Entropies vs. Means

Posted by Tom Leinster

$MathML-enabled post (click for more details).$

If you’ve been watching this blog, you can’t help but have noticed the current entropy-fest. It started on John’s blog Azimuth, generated a lengthy new page on John’s patch of the nLab, and led to first this entry at the Café, then this one.

Things have got pretty unruly. It’s good unruliness, in the same way that brainstorming is good, but in this post I want to do something to help those of us who are confused by the sheer mass of concepts, questions and results—which I suspect is all of us.

I want to describe a particular aspect of the geography of this landscape of ideas. Specifically, I’ll describe some connections between the concepts of entropy and mean.

This can be thought of as background to the project of finding categorical characterizations of entropy. There will be almost no category theory in this post.

$MathML-enabled post (click for more details).$

I’ll begin by describing the most vague and the most superficial connections between entropy and means. Then I’ll build up to a more substantial connection that appeared in the comments on the first Café post, finishing with a connection that we haven’t seen here before.

Something vague I’m interested in measures of size. This has occupied a large part of my mathematical life for the last few years. Means aren’t exactly a measure of size, but they almost are: the mean number of cameras owned by a citizen of Cameroon is the size of the set of Cameroonian cameras, divided by the size of the population. So I naturally got interested in means: see these two posts, for instance. On the other hand, entropy is also a kind of size measure, as I argued in these two posts. So the two concepts were already somewhat connected in my mind.

Something superficial All I want to say here is: look at the definitions! Just look at them!

So, I’d better give you these definitions.
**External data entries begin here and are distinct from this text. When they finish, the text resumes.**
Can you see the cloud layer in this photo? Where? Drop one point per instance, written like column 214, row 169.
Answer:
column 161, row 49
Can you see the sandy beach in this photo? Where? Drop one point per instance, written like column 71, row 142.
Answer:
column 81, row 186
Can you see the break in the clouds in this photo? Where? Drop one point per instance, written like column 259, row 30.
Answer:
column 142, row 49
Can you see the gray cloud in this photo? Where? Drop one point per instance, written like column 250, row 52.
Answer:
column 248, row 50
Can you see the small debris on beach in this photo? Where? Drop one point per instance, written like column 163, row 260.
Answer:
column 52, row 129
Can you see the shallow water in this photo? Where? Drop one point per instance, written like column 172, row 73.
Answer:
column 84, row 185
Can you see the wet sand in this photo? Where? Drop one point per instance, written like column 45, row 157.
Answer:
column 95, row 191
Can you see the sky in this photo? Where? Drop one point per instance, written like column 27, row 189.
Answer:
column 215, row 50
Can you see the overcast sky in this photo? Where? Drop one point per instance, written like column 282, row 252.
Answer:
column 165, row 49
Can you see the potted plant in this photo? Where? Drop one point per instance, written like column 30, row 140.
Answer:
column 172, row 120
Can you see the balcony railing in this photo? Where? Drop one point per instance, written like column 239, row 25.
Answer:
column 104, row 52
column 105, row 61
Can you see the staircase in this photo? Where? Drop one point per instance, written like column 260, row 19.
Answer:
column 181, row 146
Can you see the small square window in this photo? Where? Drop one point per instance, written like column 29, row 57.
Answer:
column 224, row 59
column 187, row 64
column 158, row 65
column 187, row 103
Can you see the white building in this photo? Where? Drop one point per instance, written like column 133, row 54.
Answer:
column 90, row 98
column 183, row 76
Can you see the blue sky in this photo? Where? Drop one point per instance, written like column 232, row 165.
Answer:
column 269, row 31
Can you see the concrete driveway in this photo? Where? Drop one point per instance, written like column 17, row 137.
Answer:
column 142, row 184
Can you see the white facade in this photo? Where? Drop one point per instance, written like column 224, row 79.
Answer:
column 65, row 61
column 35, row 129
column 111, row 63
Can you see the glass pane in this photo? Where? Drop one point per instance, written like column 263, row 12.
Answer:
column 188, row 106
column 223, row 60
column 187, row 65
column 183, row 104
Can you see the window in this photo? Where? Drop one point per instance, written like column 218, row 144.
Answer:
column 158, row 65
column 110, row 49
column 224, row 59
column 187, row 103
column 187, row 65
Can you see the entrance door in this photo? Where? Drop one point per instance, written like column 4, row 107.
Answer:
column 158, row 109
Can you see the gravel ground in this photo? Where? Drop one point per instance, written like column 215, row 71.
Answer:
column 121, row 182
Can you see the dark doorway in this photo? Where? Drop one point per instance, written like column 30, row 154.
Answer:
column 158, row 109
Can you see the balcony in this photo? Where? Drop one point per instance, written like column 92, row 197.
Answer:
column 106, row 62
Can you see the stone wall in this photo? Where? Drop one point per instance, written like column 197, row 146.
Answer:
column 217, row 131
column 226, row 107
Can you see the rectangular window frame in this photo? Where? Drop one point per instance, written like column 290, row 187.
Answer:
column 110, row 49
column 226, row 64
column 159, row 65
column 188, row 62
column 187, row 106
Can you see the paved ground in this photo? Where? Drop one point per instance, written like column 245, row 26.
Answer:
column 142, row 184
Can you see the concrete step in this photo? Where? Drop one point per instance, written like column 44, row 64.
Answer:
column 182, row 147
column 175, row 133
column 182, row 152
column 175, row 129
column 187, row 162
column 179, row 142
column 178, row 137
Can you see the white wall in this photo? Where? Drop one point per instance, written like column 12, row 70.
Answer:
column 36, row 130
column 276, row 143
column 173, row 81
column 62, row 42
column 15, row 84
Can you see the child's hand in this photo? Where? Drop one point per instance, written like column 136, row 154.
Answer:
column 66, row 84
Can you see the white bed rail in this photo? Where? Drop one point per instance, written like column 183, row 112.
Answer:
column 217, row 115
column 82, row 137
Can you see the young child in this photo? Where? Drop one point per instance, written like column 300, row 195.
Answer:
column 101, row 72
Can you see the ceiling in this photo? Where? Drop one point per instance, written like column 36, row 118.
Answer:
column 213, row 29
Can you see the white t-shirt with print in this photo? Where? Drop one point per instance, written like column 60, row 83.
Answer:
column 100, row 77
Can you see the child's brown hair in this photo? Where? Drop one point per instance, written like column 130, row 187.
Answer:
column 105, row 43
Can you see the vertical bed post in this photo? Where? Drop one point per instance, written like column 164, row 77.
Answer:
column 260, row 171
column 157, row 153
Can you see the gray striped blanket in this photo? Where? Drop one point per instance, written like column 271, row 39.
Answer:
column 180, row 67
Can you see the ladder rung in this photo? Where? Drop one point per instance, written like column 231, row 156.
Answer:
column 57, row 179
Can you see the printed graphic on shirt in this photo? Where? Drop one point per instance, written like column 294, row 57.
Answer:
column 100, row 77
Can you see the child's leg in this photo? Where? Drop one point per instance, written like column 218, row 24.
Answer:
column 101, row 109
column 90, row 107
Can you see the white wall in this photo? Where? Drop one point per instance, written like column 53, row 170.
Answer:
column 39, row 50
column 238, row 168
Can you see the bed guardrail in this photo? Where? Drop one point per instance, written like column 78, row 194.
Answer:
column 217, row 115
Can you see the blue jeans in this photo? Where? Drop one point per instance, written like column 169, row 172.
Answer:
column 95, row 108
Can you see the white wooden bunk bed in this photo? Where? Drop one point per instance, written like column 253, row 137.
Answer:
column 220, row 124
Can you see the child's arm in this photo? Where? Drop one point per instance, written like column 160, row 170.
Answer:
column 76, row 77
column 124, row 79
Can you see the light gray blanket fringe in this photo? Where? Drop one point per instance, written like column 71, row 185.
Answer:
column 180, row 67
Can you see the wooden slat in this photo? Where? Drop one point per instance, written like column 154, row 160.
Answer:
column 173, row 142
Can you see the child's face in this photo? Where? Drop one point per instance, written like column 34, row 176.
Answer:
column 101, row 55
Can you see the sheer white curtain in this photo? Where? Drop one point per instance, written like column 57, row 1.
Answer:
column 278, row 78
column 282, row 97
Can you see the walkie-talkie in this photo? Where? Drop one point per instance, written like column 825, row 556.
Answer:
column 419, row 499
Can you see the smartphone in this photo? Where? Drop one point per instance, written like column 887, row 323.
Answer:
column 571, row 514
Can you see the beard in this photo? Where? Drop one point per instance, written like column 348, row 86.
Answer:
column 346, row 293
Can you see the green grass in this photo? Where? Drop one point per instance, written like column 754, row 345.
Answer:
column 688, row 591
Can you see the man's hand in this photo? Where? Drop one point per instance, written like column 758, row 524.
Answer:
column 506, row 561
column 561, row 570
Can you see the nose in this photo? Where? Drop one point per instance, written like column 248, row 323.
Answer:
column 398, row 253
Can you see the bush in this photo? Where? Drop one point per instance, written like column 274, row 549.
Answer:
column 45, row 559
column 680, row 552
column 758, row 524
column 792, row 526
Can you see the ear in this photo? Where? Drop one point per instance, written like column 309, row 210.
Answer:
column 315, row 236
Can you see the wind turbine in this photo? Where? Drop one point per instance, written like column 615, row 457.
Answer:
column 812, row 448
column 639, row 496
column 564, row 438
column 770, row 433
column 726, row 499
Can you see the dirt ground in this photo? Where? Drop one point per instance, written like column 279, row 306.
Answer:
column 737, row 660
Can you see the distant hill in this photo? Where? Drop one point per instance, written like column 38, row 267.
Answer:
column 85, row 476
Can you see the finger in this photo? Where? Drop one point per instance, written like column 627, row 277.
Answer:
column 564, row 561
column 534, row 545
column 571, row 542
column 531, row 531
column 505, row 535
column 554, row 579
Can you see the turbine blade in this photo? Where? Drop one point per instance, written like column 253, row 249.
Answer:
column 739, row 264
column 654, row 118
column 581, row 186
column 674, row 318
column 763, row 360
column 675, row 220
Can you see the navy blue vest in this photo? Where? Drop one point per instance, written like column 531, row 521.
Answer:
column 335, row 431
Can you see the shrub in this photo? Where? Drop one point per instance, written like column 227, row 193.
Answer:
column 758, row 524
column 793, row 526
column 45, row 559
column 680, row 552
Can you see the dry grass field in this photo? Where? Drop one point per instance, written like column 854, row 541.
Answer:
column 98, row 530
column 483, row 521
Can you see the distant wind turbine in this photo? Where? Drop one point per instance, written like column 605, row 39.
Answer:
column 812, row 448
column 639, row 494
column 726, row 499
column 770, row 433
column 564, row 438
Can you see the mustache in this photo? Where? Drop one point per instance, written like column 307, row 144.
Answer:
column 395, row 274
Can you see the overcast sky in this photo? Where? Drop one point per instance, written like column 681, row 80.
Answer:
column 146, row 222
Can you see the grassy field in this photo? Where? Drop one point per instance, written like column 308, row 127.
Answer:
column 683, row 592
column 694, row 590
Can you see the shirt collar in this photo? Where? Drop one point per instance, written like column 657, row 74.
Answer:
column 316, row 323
Basic definitions I’ll write

$\mathbf{P}_n = \{ (p_1, \ldots, p_n) \in [0, \infty)^n | \sum p_i = 1 \}$ (which previously I’ve written as $\Delta_n$ ). For each $t \in [-\infty, \infty]$ , the power mean of order $t$ is the function

$M_t: \mathbf{P}_n \times [0, \infty)^n \to [0, \infty)$

defined for $t \neq -\infty, 0, \infty$ by

$M_t(\mathbf{p}, \mathbf{x}) = \Bigl( \sum_{i: p_i \gt 0} p_i x_i^t \Bigr)^{1/t}.$

Think of this as an average of $x_1, \ldots, x_n$ , weighted by $p_1, \ldots, p_n$ . The three exceptional values of $t$ are handled by taking limits: $M_t(\mathbf{p}, \mathbf{x}) = \begin{cases} min x_i &if t = -\infty\\ \prod x_i^{p_i} &if t = 0\\ max x_i &if t = \infty. \end{cases}$

The minimum, product and maximum are, like the sum, taken over all $i$ such that $p_i \gt 0$ . I’ll generally assume that $t \neq -\infty, 0, \infty$ ; these cases never cause trouble. So: the only definition you need to pay attention to is the one for generic $t$ .
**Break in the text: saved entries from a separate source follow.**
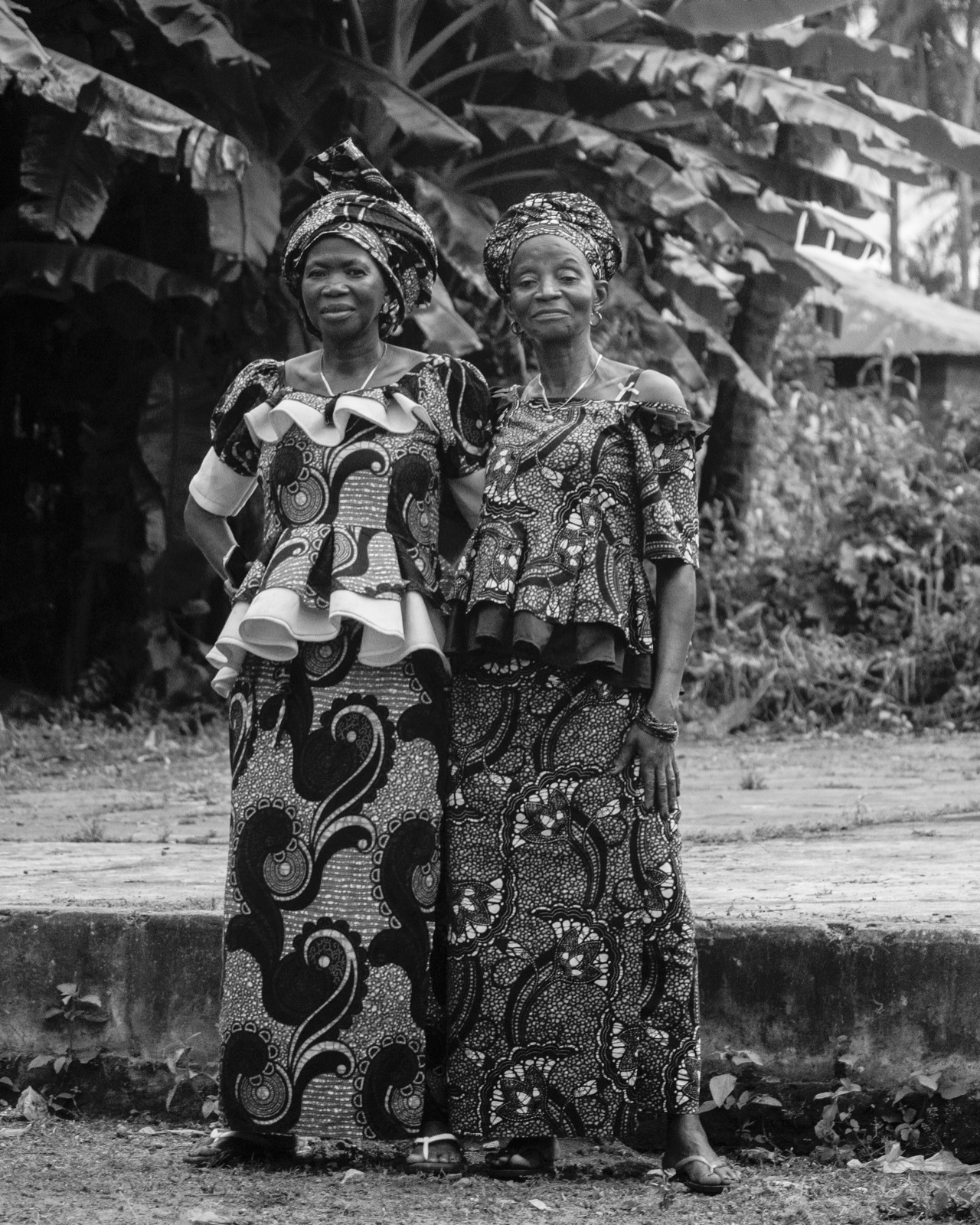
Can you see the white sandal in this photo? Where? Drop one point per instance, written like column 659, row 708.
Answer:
column 429, row 1167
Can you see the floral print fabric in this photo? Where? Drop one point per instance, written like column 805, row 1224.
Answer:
column 573, row 980
column 577, row 498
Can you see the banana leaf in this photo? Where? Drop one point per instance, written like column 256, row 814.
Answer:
column 830, row 55
column 444, row 328
column 653, row 342
column 414, row 116
column 940, row 140
column 244, row 222
column 645, row 185
column 193, row 24
column 739, row 16
column 461, row 222
column 130, row 119
column 54, row 270
column 704, row 291
column 67, row 175
column 743, row 95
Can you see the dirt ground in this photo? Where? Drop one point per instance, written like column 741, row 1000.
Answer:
column 865, row 828
column 102, row 1174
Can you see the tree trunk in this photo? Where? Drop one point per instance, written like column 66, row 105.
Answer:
column 968, row 108
column 893, row 226
column 729, row 462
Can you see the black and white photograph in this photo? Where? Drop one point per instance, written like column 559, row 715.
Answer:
column 490, row 612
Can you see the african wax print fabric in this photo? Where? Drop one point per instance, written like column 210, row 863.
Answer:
column 361, row 206
column 571, row 979
column 353, row 488
column 567, row 214
column 330, row 1020
column 579, row 496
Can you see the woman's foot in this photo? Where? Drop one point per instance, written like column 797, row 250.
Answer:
column 692, row 1159
column 224, row 1148
column 435, row 1151
column 521, row 1158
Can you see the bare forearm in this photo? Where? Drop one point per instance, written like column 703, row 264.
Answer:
column 675, row 622
column 210, row 533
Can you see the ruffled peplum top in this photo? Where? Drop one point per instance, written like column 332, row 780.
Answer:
column 581, row 501
column 354, row 490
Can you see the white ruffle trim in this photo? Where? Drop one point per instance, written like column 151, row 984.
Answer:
column 276, row 622
column 269, row 423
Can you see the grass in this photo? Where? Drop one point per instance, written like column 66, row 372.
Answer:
column 79, row 1174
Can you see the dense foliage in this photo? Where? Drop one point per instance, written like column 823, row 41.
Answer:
column 854, row 592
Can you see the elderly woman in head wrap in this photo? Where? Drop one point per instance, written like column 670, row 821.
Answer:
column 573, row 980
column 332, row 663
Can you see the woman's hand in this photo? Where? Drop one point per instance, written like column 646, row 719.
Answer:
column 658, row 769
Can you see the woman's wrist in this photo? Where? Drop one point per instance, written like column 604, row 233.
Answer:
column 665, row 729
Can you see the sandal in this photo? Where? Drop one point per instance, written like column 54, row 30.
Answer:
column 537, row 1157
column 702, row 1188
column 426, row 1165
column 227, row 1148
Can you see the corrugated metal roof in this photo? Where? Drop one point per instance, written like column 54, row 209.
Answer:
column 876, row 309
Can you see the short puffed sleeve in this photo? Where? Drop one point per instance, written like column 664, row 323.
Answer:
column 227, row 477
column 665, row 440
column 466, row 424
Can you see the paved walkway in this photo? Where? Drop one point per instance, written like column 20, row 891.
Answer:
column 864, row 830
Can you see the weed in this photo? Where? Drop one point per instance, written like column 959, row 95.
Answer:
column 184, row 1069
column 92, row 831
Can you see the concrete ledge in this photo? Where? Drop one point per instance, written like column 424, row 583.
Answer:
column 898, row 1000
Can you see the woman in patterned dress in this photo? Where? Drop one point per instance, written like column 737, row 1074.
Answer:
column 573, row 977
column 335, row 673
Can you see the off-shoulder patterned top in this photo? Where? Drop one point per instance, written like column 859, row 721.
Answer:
column 579, row 498
column 353, row 488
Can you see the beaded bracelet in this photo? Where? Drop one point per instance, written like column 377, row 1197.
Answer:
column 658, row 728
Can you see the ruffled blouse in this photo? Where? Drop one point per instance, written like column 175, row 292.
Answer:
column 579, row 498
column 353, row 490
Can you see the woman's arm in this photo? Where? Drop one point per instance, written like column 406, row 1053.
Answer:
column 212, row 537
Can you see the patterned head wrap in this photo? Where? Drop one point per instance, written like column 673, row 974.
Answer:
column 361, row 206
column 567, row 214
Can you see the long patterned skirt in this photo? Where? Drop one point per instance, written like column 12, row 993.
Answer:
column 573, row 973
column 328, row 1018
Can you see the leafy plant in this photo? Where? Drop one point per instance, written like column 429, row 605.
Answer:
column 185, row 1070
column 75, row 1010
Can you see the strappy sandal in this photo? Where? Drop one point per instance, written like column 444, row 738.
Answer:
column 426, row 1165
column 702, row 1188
column 500, row 1164
column 228, row 1148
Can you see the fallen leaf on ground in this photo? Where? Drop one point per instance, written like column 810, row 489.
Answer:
column 941, row 1163
column 32, row 1106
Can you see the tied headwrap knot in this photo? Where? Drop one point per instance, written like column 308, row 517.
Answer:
column 567, row 214
column 361, row 206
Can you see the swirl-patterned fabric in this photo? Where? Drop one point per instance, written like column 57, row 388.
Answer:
column 579, row 498
column 328, row 1020
column 351, row 518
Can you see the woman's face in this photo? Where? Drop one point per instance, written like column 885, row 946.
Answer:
column 553, row 289
column 343, row 289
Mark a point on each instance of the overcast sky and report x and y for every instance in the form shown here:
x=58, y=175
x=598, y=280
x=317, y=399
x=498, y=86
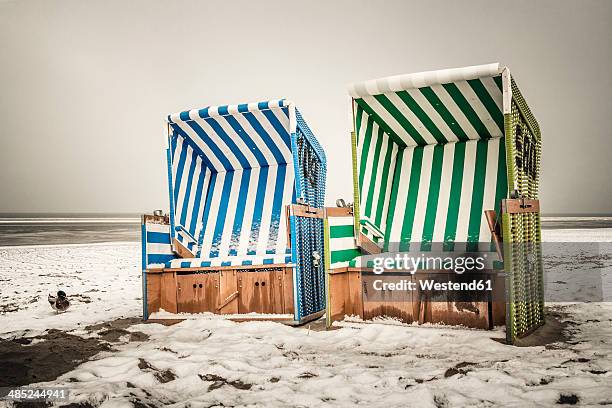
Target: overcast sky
x=85, y=85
Now for a definition of entropy… almost. Actually, I’m going to work with the closely related notion of diversity. For $q \in [-\infty, \infty]$ , the diversity of order $q$ is the map

$D_q: \mathbf{P}_n \to [0, \infty)$

defined by

$D_q(\mathbf{p}) = \Bigl( \sum_{i: p_i \gt 0} p_i^q \Bigr)^{1/(1 - q)}$

for $q \neq -\infty, 1, \infty$ , and again by taking limits in the exceptional cases:

$D_q(\mathbf{p}) = \begin{cases} min (1/p_i) &if q = -\infty \\ \prod p_i^{-p_i} &if q = 1\\ max (1/p_i) &if q = \infty \end{cases}$

where again the min, product and max are over all $i$ such that $p_i \gt 0$ .

The name ‘diversity’ originates from an ecological application. We think of $\mathbf{p} = (p_1, \ldots, p_n)$ as representing a community of $n$ species in proportions $p_1, \ldots, p_n$ , and $D_q(\mathbf{p})$ as a measure of that community’s biodiversity. Different values of the parameter $q$ represent different opinions on how much importance should be assigned to rare or common species. (Newspaper stories on biodiversity typically focus on threats to rare species, but the balance of common species is also important for the healthy functioning of an ecosystem as a whole.) Theoretical ecologists often call $D_q$ the Hill number of order $q$ .
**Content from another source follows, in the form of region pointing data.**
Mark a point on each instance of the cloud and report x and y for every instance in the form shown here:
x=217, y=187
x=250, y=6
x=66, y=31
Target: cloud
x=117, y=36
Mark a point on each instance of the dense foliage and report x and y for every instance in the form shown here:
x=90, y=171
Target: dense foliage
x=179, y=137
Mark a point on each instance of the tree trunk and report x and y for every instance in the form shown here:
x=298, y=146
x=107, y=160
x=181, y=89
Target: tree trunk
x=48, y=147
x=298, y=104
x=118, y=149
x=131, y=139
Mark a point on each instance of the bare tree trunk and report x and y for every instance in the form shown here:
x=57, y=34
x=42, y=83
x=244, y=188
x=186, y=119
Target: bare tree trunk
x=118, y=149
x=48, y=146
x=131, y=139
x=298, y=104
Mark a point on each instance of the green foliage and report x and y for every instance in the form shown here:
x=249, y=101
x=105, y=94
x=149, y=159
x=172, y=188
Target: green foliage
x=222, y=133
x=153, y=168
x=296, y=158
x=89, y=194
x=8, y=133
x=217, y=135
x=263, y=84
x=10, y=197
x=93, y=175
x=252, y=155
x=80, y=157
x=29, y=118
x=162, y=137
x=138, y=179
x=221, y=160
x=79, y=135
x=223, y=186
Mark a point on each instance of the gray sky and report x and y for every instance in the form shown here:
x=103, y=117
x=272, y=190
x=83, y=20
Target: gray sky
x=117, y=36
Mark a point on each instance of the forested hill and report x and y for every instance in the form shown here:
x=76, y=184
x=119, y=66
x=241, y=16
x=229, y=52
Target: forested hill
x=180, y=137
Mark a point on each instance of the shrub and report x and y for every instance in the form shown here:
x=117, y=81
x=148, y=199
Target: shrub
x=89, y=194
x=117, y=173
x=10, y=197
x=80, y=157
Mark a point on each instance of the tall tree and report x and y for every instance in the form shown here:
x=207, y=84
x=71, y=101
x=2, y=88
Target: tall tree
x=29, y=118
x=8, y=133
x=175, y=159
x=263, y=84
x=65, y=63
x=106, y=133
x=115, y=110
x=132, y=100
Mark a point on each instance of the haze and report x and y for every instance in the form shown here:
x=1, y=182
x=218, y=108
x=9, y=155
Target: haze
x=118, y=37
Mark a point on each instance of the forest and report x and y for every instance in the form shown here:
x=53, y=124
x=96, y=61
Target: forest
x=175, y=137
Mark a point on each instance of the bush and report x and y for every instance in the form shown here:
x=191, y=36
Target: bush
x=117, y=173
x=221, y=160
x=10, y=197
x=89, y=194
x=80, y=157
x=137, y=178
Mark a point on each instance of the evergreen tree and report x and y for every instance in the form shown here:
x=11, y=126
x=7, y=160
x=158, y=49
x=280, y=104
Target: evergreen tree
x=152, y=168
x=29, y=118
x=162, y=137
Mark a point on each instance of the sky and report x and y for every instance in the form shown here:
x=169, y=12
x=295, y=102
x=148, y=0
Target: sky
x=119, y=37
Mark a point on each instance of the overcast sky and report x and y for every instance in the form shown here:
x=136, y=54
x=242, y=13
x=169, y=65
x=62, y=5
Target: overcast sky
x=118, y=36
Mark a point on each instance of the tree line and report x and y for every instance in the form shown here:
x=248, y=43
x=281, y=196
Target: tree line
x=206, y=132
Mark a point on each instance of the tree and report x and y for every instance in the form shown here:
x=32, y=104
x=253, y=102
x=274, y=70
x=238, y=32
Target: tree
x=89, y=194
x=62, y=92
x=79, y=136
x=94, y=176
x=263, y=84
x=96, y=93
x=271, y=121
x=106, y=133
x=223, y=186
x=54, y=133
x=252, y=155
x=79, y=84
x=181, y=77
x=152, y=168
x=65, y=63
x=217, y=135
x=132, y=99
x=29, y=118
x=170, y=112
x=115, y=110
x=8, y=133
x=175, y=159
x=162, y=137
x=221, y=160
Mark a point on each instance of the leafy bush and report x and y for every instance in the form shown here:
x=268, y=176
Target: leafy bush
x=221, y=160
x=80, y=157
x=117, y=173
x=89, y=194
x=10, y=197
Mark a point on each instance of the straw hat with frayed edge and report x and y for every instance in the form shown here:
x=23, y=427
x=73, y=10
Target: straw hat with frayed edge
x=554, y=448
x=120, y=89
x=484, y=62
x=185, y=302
Now, many of you know $D_q$ not as ‘diversity’, but as Rényi extropy. I’d like to advocate the name ‘diversity’.

First, diversity is a fundamental concept and deserves a simple name. It’s much more general than just something from ecology: it applies whenever you have a collection of things divided into classes.

Second, ‘Rényi extropy’ is a terribly off-putting name. It assumes you already understand entropy (itself a significant task), then that you understand Rényi entropy (whose meaning you couldn’t possibly guess since it’s named after a person), and then that you’re familiar with the half-jokey usage of ‘extropy’ to mean the exponential of entropy. In contrast, diversity is something that can be understood directly, without knowing about entropy of any kind.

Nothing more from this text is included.